The weakening American economy is beginning to take its toll on corporate employees where it hurts the most: their salaries and savings.
The latest Duke University/CFO Magazine Global Business Outlook Survey, which polls 573 finance chiefs in the U.S. and 1,275 globally, finds that year-end employee bonuses will fall by 10 percent this year compared to 2006. That decline could be especially painful at a time when more employees are dipping into their retirement accounts in order to pay bills.
The survey finds that nearly 20 percent of companies have seen increased hardship withdrawals from 401(k) accounts, often to cover mortgage payments or to avoid personal bankruptcy.
“In the last four or five months we have seen an absolute onslaught of people trying to do hardship withdrawals and loans out of 401(k)s,” Mark Anderson, CFO of Granite City Electric, told CFO magazine in October. “What has happened with housing and the economy has really blown up for people at the lower end of the spectrum.”
CFOs attribute the 401(k) withdrawals to the effects of the shaken credit markets and higher costs of living, among other reasons. Those concerns have affected companies from top to bottom.
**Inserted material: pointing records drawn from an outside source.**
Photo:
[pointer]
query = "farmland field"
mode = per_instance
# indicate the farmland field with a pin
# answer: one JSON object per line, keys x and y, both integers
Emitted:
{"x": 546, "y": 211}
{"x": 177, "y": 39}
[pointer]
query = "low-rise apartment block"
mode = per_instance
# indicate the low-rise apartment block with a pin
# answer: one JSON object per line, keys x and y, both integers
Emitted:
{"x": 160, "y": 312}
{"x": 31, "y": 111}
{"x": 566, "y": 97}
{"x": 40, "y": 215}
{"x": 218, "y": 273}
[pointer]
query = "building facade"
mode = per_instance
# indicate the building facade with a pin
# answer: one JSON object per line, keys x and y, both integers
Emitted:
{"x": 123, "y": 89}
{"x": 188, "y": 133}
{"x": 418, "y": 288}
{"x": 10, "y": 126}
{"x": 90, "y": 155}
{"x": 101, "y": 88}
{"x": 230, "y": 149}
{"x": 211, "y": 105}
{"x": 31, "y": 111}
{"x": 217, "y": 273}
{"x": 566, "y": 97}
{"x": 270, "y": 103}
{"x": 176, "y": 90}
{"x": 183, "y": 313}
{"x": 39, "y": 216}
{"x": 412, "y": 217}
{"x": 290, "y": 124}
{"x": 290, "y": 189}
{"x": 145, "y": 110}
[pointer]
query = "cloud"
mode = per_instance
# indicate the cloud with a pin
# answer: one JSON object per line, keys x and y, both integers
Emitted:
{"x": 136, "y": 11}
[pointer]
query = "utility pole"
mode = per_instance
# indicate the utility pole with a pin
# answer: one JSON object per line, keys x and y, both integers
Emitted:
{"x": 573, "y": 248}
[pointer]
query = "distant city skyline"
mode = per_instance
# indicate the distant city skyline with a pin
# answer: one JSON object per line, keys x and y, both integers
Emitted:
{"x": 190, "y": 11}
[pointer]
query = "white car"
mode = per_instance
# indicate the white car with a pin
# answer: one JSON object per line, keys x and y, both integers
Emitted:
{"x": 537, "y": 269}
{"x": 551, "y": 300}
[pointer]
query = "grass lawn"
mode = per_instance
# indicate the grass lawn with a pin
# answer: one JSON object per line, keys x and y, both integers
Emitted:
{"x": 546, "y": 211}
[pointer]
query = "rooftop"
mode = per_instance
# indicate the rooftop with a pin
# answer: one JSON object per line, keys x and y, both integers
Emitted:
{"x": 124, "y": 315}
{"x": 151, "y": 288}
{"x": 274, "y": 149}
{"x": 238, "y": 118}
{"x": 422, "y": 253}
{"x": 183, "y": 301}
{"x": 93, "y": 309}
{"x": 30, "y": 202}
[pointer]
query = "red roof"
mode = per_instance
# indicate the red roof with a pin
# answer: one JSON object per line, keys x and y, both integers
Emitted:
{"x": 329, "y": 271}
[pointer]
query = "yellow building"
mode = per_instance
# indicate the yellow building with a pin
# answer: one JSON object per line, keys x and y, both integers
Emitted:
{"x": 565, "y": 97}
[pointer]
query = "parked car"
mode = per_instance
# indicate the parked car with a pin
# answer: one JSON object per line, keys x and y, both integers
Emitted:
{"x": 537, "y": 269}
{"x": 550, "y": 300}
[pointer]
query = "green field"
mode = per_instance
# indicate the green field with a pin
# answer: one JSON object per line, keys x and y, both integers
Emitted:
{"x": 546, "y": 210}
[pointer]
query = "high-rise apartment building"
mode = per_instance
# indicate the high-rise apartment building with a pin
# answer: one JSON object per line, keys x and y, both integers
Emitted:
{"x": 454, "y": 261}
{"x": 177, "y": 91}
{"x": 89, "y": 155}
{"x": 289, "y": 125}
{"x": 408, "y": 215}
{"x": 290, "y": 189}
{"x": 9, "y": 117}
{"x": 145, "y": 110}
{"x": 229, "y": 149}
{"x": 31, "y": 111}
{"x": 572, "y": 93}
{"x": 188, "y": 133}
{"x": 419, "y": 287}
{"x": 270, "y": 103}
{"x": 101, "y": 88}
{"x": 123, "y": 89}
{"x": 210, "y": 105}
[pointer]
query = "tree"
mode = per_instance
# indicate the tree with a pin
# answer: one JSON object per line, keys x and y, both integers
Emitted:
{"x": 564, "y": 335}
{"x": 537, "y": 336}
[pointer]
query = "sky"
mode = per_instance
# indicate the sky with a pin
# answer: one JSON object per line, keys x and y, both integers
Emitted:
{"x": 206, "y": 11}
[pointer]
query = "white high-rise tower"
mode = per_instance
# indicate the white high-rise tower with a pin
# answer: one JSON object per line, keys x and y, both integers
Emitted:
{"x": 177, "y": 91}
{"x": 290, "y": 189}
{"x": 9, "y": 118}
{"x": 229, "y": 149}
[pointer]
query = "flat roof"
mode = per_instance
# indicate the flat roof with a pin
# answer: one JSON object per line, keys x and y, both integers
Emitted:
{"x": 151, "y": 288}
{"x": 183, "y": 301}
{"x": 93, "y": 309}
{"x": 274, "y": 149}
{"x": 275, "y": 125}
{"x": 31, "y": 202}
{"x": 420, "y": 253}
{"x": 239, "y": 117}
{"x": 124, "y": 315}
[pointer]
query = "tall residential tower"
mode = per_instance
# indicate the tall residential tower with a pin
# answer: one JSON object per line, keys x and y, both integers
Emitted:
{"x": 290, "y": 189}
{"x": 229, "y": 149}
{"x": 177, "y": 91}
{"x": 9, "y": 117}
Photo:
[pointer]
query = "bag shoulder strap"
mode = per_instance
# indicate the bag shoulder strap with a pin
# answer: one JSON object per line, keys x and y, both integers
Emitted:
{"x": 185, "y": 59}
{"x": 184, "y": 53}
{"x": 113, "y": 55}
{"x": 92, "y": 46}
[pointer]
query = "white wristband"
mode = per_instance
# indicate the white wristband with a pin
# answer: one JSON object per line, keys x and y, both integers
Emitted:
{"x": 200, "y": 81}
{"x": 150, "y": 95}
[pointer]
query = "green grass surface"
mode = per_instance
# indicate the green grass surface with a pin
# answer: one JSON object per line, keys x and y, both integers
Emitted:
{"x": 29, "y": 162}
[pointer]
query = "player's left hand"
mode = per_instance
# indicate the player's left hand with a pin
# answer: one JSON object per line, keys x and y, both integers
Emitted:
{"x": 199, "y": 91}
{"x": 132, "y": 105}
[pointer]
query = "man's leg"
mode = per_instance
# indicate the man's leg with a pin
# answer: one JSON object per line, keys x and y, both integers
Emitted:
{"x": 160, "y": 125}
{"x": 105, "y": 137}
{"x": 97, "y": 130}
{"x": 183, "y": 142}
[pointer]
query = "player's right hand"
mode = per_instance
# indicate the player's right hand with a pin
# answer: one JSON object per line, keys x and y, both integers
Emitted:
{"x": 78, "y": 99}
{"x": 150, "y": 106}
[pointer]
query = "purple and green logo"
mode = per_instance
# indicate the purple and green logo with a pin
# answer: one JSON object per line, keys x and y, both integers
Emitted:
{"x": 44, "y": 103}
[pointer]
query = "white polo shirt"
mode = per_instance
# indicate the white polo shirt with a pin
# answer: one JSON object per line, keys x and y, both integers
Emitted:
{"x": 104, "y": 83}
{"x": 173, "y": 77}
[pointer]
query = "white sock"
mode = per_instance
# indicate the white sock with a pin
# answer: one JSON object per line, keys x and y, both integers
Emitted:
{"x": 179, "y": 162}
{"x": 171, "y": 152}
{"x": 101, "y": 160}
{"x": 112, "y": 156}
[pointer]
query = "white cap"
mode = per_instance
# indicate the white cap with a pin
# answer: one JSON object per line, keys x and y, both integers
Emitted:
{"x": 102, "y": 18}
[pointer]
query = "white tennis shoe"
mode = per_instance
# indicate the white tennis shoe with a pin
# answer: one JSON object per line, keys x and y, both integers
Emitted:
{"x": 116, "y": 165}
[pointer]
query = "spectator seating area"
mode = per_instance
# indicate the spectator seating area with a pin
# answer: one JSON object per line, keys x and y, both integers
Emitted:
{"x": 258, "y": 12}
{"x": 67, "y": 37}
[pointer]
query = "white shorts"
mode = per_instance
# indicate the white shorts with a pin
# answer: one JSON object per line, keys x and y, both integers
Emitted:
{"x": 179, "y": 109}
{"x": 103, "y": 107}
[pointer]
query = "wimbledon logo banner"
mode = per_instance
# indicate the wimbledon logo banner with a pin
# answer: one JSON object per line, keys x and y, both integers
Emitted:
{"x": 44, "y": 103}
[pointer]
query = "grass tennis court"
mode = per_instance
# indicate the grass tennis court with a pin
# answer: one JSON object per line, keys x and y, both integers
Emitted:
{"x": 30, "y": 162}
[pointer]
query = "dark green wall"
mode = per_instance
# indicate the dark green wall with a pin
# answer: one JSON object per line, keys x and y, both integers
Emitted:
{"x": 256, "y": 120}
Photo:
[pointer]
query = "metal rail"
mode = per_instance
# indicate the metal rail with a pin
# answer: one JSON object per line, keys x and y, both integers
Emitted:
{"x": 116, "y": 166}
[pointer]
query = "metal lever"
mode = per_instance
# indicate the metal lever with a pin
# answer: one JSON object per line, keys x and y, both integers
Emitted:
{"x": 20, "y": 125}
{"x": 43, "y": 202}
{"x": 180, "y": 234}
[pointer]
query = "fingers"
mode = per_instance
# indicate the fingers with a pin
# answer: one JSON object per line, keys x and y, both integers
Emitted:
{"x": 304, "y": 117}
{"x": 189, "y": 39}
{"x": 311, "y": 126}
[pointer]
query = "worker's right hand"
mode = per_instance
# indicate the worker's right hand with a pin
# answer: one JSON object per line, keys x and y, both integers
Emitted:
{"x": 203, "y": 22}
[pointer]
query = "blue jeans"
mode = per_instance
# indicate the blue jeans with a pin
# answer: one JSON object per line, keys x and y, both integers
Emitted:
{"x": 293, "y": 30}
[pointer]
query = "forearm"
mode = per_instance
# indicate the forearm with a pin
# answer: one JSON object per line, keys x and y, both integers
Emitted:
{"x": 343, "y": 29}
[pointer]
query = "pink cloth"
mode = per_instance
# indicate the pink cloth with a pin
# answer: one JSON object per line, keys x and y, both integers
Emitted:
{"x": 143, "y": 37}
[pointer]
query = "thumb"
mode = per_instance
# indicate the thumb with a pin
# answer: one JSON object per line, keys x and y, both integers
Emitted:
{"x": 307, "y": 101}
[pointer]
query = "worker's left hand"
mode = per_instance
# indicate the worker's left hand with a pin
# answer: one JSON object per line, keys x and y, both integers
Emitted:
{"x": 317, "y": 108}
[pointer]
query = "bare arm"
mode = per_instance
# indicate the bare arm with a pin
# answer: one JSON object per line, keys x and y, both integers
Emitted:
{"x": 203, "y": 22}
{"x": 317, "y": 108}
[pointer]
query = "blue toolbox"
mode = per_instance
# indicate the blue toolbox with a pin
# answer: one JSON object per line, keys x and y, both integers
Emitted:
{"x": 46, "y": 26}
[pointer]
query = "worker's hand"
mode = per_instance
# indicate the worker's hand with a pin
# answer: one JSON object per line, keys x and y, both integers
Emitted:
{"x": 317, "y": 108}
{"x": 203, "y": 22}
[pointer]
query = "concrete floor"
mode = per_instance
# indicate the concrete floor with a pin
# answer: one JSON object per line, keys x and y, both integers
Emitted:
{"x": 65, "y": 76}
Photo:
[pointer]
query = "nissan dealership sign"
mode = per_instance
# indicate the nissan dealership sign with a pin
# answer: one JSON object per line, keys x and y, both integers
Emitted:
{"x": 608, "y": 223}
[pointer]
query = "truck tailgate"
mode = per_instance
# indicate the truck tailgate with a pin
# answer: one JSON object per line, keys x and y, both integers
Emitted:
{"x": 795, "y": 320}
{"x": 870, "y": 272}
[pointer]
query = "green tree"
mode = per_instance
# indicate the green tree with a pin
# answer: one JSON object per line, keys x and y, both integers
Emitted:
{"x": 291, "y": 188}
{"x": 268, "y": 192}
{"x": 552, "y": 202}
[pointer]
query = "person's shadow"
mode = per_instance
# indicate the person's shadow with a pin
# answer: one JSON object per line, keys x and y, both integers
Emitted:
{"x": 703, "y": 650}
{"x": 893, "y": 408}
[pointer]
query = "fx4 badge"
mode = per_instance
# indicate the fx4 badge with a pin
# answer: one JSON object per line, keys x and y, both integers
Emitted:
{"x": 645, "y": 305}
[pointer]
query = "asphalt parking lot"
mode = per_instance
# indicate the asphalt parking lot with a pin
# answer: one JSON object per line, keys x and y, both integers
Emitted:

Nearly a third of CFOs polled in the survey said their firms have been directly hurt by credit conditions.
To make up for the prospect of slower growth in the future, many companies will raise prices and look for possible mergers. The survey finds that companies expect to raise the prices of their products by 2.8 percent in 2008, an increase from the 2 percent expected in the previous quarter. Meanwhile, 40 percent of U.S. firms said they would seek to buy either all or part of another company.